Pour autant, n'allez pas imaginer que notre escale balinaise ne soit que farniente....ouh là là...que nenni! quelques brave corvées viennent nous ramener à la réalité: déposer le génois pour le faire recoudre....puis le remettre sur son enrouleur malgré le vent qui souffle tous les jours avec une régularité de métronome; approvisionner cinq cent litres de gas-oil en transportant à bout de bras les bidons de vingt litres sur quelques centaines de mètres entre le dinghy et la station; ceci dit, à quarante centimes d'euro le litre, on est motivé.....

Pour l'alternateur babord, en panne depuis des mois, la chance est avec nous; un artisan efficace et honnête nous résoud le problème pour deux cent dollars, incluant la fourniture d'un nouvel alternateur et la réparation de l'ancien!

Boulot encore, mais avec un aspect ludique indéniable, cette fois: remplacer l'hélice de Magalyanne pour faire plaisir à l'ami Jean-Luc......à quatre pattes dans la gadoue, à marée basse.... heureusement, ils sont d'agréable compagnie.

Jeudi 16 Août; notre séjour à Bali tire à sa fin. Nous n'avons vu qu'une très petite partie des nombreuse merveilles que recèle cette île passionnante; il faudrait des pages et des pages pour évoquer ses charmes: cerfs-volants, algues séchées, danses balinaises, volcans plus ou moins actifs.....et cette gentillesse des gens......
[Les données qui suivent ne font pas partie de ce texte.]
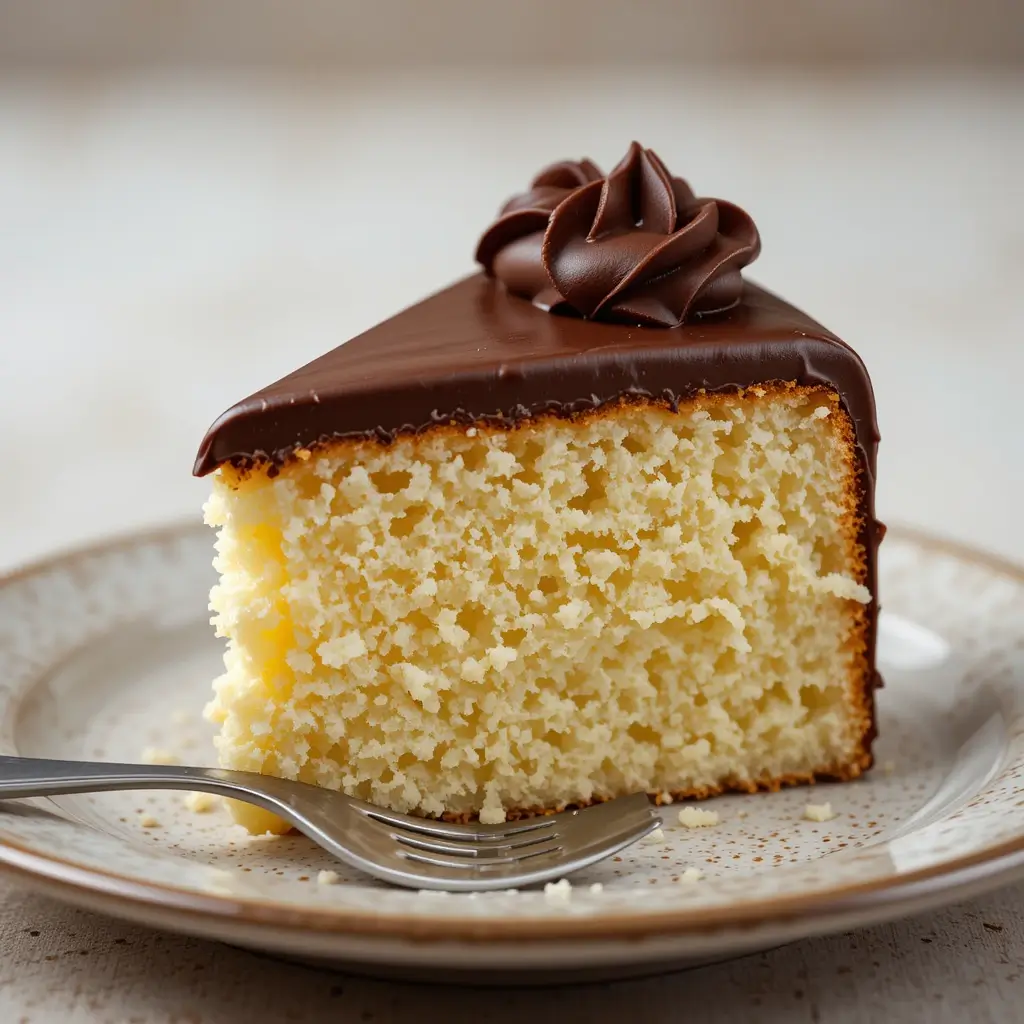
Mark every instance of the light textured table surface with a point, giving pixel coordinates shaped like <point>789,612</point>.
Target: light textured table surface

Les "Badinguets" sont de retour. Alors, forcémment, on se fait une petite teuf.....normal. Capucine et Adrien, un couple de jeunes navigateurs qui réalisent un superbe tour du monde à bord de leur rapide "Capado", font partie de la fête; des gens de grande qualité; j'éspère qu'on se reverra; ils partent demain matin pour traverser l'océan Indien, avec le passage de Bonne Espérance prévu pour Décembre prochain. Bon vent!

"Magalyanne" appareillera au même moment pour un parcours similaire. Alors, à plus, les amis.......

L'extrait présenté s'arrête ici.